Fifth Sense bags Rs 6.3 Cr for fragrance push
Fragrance brand Fifth Sense has raised Rs 6.3 crore in pre-seed capital led by OTP Ventures to build a youth-focused, emotion-led scent label.
- Fifth Sense raised Rs 6.3 crore in a pre-seed round led by OTP Ventures, with Sadev Ventures, ISV Capital and angels.
- Backers include Swiggy chief executive Rohit Kapoor and StayVista co-founder Amit Damani.
- Capital funds product range, content-led brand building, supply chain and distribution for a category still led by legacy players.
Ascendants reported on 17 July 2026 that fragrance brand Fifth Sense has closed a Rs 6.3 crore pre-seed funding round led by OTP Ventures. Sadev Ventures, ISV Capital and a group of angels joined. The angel list includes Swiggy chief executive Rohit Kapoor and StayVista co-founder Amit Damani. The brand is run by IIM Kozhikode alumni Bharat Gupta and Prateek Gupta.
A category ripe for a challenger
Fragrance in India has long been dominated by legacy houses and mass deodorant labels. Fifth Sense is positioning between the two, selling perfumes built around emotion and identity rather than price. It has launched four scents, each formulated with more than 25 percent oil concentration to hold up in Indian heat. That product choice matters. Cheap sprays fade fast, and a young buyer who wants a signature scent will pay for longevity. OTP Ventures founder Kunal Suri said the bet is on building an aspirational, youth-focused brand, pointing to the founders’ product curation. For operators watching consumer categories, this is the familiar D2C wedge. Find a segment where incumbents underinvest in product, then win on quality and story.
What the money is for
The capital will fund a wider product range, content-led brand building, supply chain and distribution. Note the order. Fragrance is a repeat-purchase business once trust is earned, so early spend goes into range and narrative to lift lifetime value. This is an early bet.

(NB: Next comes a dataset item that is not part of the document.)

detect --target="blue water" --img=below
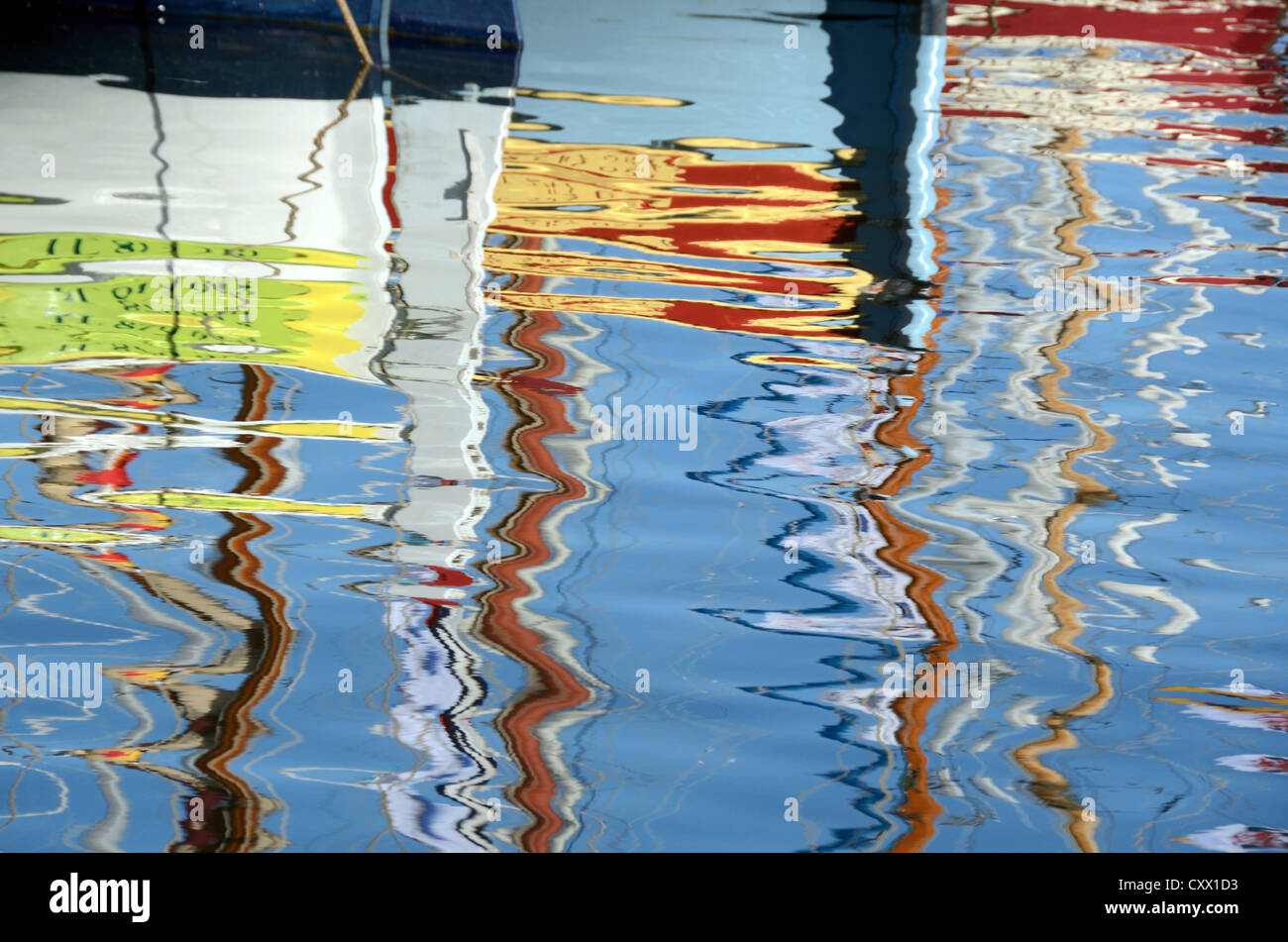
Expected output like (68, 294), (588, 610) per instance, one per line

A pre-seed at this size buys a brand the room to prove that customers come back before it scales spend. The presence of operator angels is the quiet signal. Founders who run large consumer platforms are backing a first-time fragrance team, which says they see room for a new name among Indian D2C brands in personal care.
What an operator does with this
Watch which categories still run on weak product and strong incumbents. That gap is the opening. If you sell a repeat-purchase item, spend early rounds on formulation and story, not discounts, because retention is the real engine. And when you raise, weigh operator angels over passive money. A backer who has scaled distribution and content is worth more than the small cheque they write.